One example is what is stated in the Marriage Law Number 1 issued in 1974. The chapter 4 of this law says that men can have another wife as long as under some conditions; such as the first wife suffers from one disease for a long time so that she cannot serve the husband; the first wife is proven infertile so that the couple cannot have children. On the other hand, it is not stated that a wife can marry another man if those two unfavorable things happen to her husband; i.e. the husband suffers from one disease for a long time so that he cannot support the needs of the family; the husband is allegedly infertile so that he cannot make his wife pregnant.

Women organizations have tried to awaken women about this unfair treatment. It is very important because the strong indoctrination done by Islamic religious leaders—that it is acceptable for Muslim men to practice polygamy—has blinded many common women so that they see the rules as naturally created: men are the only right sex while women are the other, so that women have to follow what is decided by men.
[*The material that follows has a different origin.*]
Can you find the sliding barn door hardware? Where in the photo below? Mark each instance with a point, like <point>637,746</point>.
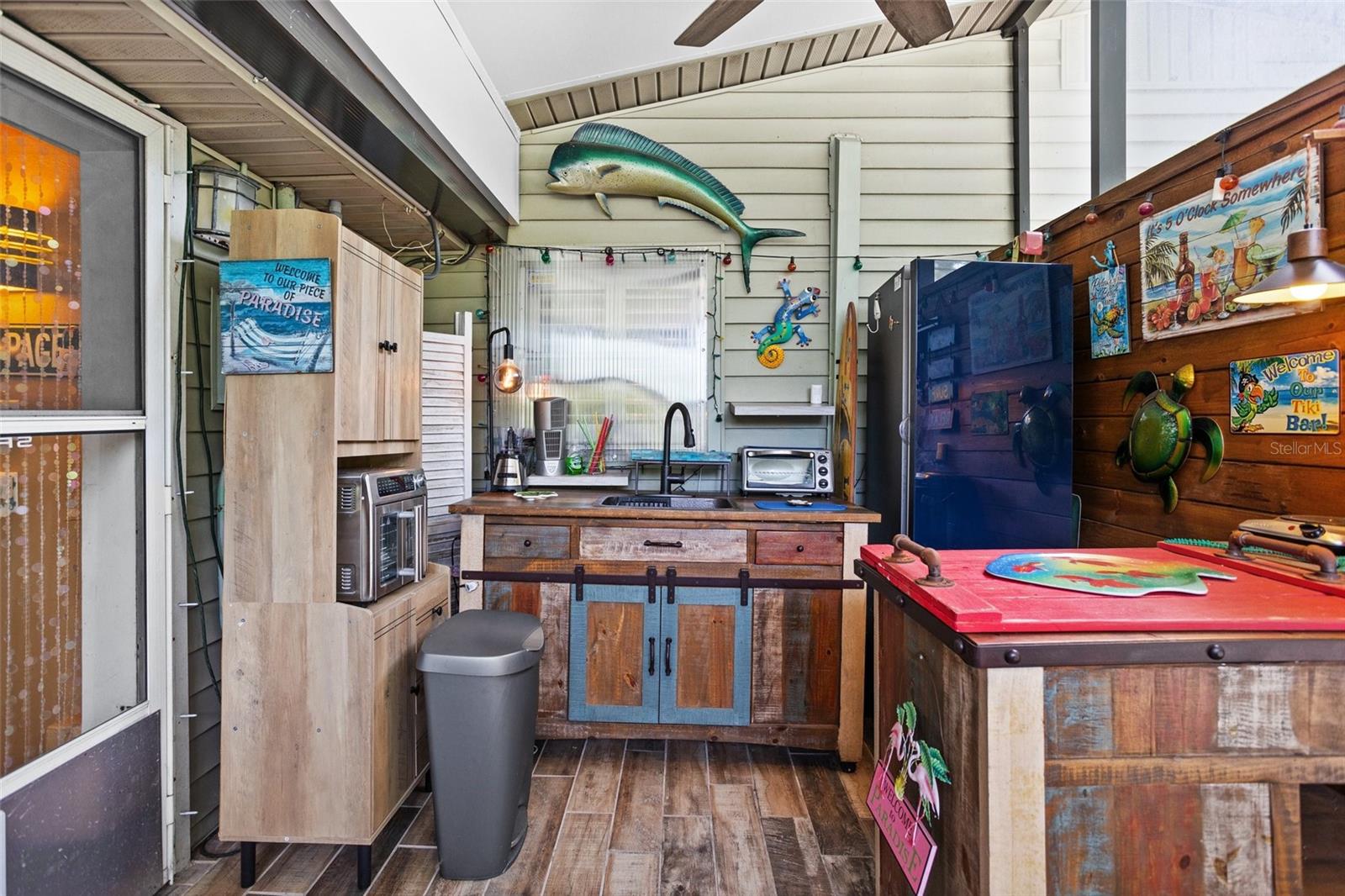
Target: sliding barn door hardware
<point>672,579</point>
After struggling for more than one decade to make another more fair marriage law for both sides—man and woman—women must admit that it is not as easy as to turn our palm down. There are still many women (including those who have high education that are supposed to be able to think critically) who think that men are created superior so that they can have more than one wife; a group of women who believe that by sacrificing their life in this world will lead them to heaven in their life after death.

Shockingly, recently there is a group of people that want marriage law to be reviewed again because it does not support Muslim men to practice polygamy. The two reasons—the wife has suffered from disease for a long time, and the wife is infertile so that she cannot get pregnant—are considered to make Muslim men difficult to practice what has been done by Prophet Muhammad; that is to have more than one wife.

Obviously they see the polygamy done by Prophet Muhammad only from one side without trying to view the reasons why Muhammad did that, without taking a look at the first marriage (that is monogamous) Muhammad had with Khadijah that lasted for twenty-five years. Muhammad’s polygamy had social and political reasons.

Ø Social reason è to help women whose husbands died in one big war—Uhud war where the Muslim were beaten. Living as a widow in that era was a very disadvantageous thing, a woman could not become the proprietor of her own things. Her riches would belong to her brother or uncle. If the brother or uncle cheated her, her children would lose their right.

Ø Political reason è to unite many ethnic groups that often had war to one another to seek power at that time. Muhammad’s wives came from different ethnic groups so that it was expected they would not get involved in wars that would just kill innocent people.

In this era, what reasons do those selfish man have to marry the second, third, and fourth wives but their greed in sex?

Indeed it is not easy to realize the more equalitarian culture, to make people to have equalitarian perspective in viewing life. The same Marriage Law can be viewed from two contradictory perspectives: women view it as not women-friendly, it can easily encourage violence to women; while selfish men view it as a big obstacle to have more than one wife.